Dr. Jennifer Glass's lecture will explore the reasons as to why women are kept out of the STEM field. | Courtesy of CLASS

Jennifer Glass’s lecture will explore the reasons as to why women are kept out of the STEM field. | Courtesy of CLASS

Recent findings show that many women are staying out of STEM careers. Jennifer Glass will analyze the entry and retention of women in STEM occupations from 6:30 to 8 p.m. today at the UC Theater.

Glass is the Barbara Bush Professor of Liberal Arts in the Department of Sociology and Research Associate in the Population Research Center at the University of Texas – Austin.
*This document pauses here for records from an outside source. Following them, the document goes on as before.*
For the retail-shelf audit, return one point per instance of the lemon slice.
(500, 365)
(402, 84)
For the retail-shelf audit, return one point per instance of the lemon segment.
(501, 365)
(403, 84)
She received her bachelor’s in social science from New College of Florida and both her master’s and Ph.D. in sociology from University of Wisconsin – Madison.

“UT sociologist Jennifer Glass is presenting some of the findings from her research,” said Melissa J. Carroll, a UH media relations representative. “A tremendous number of women now get degrees in STEM disciplines, but over half leave their field within 5 years following graduation and poor working conditions and hostile climate seem to be more of the culprit here than lack of interest among women or work-family issues.”

Glass serves as the Vice President of the American Sociological Association and on serves on the Board of Directors and as treasurer on the Council on Contemporary Families. She has published more than 50 articles and books on work and family issues, gender stratification in the labor force, mother’s employment and mental health, religious conservatism and women’s economic attainment. Her work has appeared in the American Journal of Sociology, American Sociological Review, Social Forces, Journal of Marriage and the Family, Journal of Health and Social Behavior and Demography, among others.

The lecture will include a report on recent research findings on the recruitment and retention of women in STEM fields within the U.S. and discuss challenges for continued progress and barriers to change.

This lecture is free to the public and is sponsored by CLASS and Friends of Women Studies.